Letters: Don't switch to consumption tax
Regarding "A smarter way to tax" [Editorial, Nov. 16], there are some flaws with a consumption tax and some pie-in-the-sky aspects.
For example, what happens to people who previously saved? We're talking about money they paid taxes on, and they need to spend it. Is that not double taxation? How does that injustice get resolved?
The further I read in the editorial, the more exclusions were mentioned. Why do you think that the current tax code is so big and complicated? It was to make it more fair. Everybody had a wonderful idea as to how to do that. Then we created more people who would help make it fair. They have a name: lobbyists.
How soon do you think this "simpler" tax system would become 1,000 pages? Then 2,000 pages, then 3,000 pages? The result would be another humongous tax code.
And those "nation's finest minds" will be plying their trade.
Jerry Schreibersdorf, Douglaston
Editor's note: The writer is a tax preparer.
As you describe it, a consumption tax would tax people based on the difference between what they earned and what they saved. This would hurt the low- to middle-income families and earners, because they don't have any money to save. They spend all their income trying to live.
If all your income is taxed, then these wage earners may pay more in taxes under this system than they do today. They can't save now, and this can't promote savings.

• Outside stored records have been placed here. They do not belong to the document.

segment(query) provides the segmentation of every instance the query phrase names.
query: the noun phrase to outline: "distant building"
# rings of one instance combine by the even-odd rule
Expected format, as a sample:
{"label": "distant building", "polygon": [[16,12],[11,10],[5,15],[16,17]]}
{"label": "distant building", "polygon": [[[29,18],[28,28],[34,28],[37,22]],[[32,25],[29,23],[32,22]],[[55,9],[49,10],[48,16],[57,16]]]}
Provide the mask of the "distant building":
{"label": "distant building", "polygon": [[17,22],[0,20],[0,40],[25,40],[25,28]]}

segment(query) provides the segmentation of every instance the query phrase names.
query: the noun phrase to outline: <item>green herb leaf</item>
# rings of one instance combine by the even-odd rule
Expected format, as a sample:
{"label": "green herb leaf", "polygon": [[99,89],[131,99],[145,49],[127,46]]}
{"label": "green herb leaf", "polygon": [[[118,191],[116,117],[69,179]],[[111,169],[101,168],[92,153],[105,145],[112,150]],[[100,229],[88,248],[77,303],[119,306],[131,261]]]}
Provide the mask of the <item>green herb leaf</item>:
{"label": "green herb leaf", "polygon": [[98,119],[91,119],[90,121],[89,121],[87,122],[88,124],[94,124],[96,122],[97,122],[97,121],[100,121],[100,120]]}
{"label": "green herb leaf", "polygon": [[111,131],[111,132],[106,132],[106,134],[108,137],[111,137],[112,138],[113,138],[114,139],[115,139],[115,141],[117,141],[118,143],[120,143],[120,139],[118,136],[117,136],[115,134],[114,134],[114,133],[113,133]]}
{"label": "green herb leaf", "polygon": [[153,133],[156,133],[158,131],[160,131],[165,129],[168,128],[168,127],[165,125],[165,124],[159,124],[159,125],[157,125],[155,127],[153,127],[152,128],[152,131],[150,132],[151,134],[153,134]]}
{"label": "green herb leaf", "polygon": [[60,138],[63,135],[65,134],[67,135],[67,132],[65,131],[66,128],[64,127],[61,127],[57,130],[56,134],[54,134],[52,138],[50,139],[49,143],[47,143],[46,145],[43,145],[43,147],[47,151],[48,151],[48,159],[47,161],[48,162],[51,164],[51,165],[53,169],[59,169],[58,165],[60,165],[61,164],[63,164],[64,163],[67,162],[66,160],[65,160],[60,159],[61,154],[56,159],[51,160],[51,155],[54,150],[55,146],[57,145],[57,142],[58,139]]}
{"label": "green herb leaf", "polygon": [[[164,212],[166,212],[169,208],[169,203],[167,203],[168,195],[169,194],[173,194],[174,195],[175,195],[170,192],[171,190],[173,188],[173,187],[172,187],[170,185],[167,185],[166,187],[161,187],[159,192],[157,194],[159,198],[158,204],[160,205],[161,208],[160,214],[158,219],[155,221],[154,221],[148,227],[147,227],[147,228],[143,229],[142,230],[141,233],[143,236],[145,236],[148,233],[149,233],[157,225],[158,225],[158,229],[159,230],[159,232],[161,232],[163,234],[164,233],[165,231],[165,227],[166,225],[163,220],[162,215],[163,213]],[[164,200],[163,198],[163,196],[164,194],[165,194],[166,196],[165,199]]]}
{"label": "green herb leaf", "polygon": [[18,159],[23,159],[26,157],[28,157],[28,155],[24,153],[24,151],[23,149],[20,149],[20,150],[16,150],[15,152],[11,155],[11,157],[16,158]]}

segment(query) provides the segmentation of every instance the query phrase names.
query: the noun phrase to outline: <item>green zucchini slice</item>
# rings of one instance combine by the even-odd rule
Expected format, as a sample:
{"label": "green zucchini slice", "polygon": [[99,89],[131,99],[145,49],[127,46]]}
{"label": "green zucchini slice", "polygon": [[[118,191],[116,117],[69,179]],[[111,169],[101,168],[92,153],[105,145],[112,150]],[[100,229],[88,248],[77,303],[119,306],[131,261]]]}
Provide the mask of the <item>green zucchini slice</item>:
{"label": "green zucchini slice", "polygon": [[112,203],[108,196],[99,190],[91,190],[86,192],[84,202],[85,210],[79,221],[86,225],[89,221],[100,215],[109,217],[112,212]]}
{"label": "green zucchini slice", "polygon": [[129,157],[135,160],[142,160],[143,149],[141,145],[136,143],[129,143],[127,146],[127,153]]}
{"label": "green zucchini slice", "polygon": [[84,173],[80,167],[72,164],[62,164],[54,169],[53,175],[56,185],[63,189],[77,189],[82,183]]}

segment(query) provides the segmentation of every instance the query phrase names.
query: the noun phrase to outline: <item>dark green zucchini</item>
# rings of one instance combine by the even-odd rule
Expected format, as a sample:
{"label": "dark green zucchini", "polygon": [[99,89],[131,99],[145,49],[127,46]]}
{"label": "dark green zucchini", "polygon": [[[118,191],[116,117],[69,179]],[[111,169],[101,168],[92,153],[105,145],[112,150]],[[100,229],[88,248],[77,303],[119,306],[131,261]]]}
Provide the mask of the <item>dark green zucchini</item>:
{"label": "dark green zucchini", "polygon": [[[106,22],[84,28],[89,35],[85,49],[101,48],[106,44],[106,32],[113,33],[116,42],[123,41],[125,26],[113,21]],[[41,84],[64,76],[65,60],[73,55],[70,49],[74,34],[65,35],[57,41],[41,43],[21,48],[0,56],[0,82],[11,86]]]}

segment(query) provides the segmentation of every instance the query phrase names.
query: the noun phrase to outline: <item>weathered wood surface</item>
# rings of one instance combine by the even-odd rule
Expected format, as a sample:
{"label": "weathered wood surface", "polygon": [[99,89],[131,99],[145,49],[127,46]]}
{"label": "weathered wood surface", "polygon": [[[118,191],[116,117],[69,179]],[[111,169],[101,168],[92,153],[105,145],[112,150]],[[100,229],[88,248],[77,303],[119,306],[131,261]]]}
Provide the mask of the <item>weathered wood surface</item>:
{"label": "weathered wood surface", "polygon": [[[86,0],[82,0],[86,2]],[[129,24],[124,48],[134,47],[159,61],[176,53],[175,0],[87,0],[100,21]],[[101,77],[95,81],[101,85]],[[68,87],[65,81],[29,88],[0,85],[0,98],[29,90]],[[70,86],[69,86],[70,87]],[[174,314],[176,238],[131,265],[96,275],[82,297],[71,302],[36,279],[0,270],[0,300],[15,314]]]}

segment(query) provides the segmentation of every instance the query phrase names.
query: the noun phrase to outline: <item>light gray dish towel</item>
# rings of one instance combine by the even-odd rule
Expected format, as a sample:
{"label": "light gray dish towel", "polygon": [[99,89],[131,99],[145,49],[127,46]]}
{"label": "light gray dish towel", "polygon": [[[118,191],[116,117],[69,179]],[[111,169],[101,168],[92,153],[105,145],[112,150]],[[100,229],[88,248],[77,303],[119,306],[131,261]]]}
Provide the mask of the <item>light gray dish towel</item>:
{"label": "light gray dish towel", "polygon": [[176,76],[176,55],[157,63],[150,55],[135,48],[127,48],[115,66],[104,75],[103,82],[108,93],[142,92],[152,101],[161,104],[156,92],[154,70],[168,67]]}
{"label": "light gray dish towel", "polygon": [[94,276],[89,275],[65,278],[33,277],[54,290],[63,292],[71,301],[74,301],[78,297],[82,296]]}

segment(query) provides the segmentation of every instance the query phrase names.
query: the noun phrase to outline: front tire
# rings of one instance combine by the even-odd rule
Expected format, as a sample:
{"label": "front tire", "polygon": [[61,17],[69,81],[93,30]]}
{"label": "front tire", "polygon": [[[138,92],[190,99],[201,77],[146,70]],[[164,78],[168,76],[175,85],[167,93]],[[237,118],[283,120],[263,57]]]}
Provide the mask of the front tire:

The high-income earners would benefit from this plan, because they have discretionary income to save. High-income earners may spend less to avoid being taxed. That would slow growth and result in less tax revenue. This would not create jobs or tax revenue balance, unless you consider a tilt to the rich a good balance.
Before the tax went into effect, there would be value in taking a few years' worth of spending out of savings now, to pay in cash for future purchases. By doing this, people with cash could save all their future income. The loss in interest will be a lot less than the taxes they would pay on spending. So who avoids taxes with this plan? The rich. This would reduce tax revenues.